Na belíssima abertura, uma espécie de museu “em construção” dá o mote para esta encenação que cruza habilmente a pintura, o teatro e a música. Estaremos num teatro, num palácio de Verona ou num museu moderno com quadros e molduras? Nesta versão de I Capuleti e i Montecchi, ópera de Bellini de 1830, estamos em todos esses lugares. Mas em vez de colocar a acção na Idade Média, como era suposto, o encenador optou por fazer das personagens homens e mulheres da Renascença. Épocas distintas sobrepostas e outros anacronismos que foram eficazmente resolvidos nesta produção estreada no sábado.

A orquestra, bem dirigida por Giampaolo Bisanti, conseguiu instalar no Teatro de São Carlos a música de Bellini, esse “menino querido” da ópera italiana da primeira metade do século XIX, dando à sua música o tempo certo para a convocação das vozes.
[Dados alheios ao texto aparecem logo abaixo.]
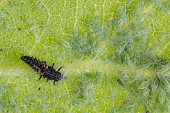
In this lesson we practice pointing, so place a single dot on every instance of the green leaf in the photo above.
(154, 83)
(162, 96)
E que vozes!

Nos papéis principais, duas grandes cantoras: a mezzo-soprano Alessandra Volpe foi um excelente Romeu, essa figura agudamente apaixonada, corajosa e incauta, tentando a paz para conseguir o amor mas disposto a morrer se preciso for. E é mesmo preciso, como é sabido. Volpe, apesar de uma voz por vezes um pouco fechada, foi impecável em quase todos os aspectos, aguentando um papel extremamente exigente do ponto de vista físico e vocal. Giulietta foi a soprano romena Mihaela Marcu, responsável por alguns dos mais potentes momentos musicais da noite.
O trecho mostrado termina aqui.